Twitter Changes Tweet Storage Strategy, Confirms Realtime Analytics Product

An interesting post just went up on the Twitter Engineering blog. Usually, that blog contains posts that are more interesting to developers working on Twitter’s platform. And this post is that as well, but it also states two much larger things. First, Twitter won’t be using the Cassandra database system to store tweets. Second, Cassandra will be used for Twitter’s realtime analytics product. The one they haven’t officially announced yet.

It’s been believed for some time that analytics would eventually be a part of Twitter’s monetization strategy, but they’ve never said much about it beyond vague statements about it being one potential idea.
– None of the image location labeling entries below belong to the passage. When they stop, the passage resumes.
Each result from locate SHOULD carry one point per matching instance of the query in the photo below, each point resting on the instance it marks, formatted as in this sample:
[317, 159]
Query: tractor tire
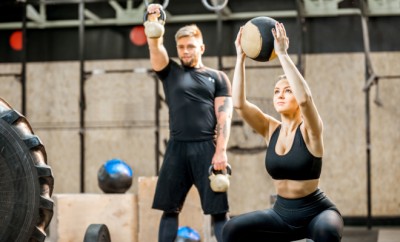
[26, 181]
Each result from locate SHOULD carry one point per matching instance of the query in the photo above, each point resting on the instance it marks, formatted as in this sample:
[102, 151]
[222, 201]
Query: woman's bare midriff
[292, 189]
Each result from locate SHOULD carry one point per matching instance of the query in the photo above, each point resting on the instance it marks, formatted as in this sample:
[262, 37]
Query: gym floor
[362, 234]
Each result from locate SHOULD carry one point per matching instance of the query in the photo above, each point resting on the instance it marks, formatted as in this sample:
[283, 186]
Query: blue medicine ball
[115, 176]
[187, 234]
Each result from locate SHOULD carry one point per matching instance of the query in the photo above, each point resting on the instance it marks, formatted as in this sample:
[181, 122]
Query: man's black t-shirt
[190, 94]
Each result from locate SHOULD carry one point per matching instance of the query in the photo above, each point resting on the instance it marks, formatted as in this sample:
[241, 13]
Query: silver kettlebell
[154, 29]
[219, 180]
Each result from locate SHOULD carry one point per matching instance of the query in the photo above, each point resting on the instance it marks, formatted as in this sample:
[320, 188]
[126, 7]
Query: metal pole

ReadWriteWeb’s Marshall Kirkpatrick dug up some evidence that it would be launching soon (which we also believe to be the case) two days ago. And in this post tonight, Twitter’s Ryan King writes the following, “Our analytics, operations and infrastructure teams are working on a system that uses cassandra for large-scale real time analytics for use both internally and externally.”

Yep, large-scale realtime analytics — externally.

But the bigger news may be the shift Twitter is making in the way it had stated it would be storing tweets. Previously, Twitter was intending to use this Cassandra system for tweet storage (dumping MySQL in favor of it), but that’s not going to be the case anymore — at least for now. “This is a change in strategy,” King notes. He goes on, “Instead we’re going to continue to maintain our existing Mysql-based storage. We believe that this isn’t the time to make large scale migration to a new technology.

I’m assuming the time isn’t right for the migration because Twitter has been dealing with uptime issues as they face levels of traffic that they’ve never seen before (thanks in part to the World Cup — which ends on Sunday). We have a query into Twitter about that.

Cassandra is an open source Apache project to create a “highly scalable second generation distributed database.” It was originally open-sourced by Facebook back in 2008. King notes that the system will continued to be a key part of many of Twitter’s newer large scale projects, such as their geolocation places database, data mining for data used in top tweets and trends, and the aforementioned analytics. “We’re investing in Cassandra every day. It’ll be with us for a long time and our usage of it will only grow,” he concludes.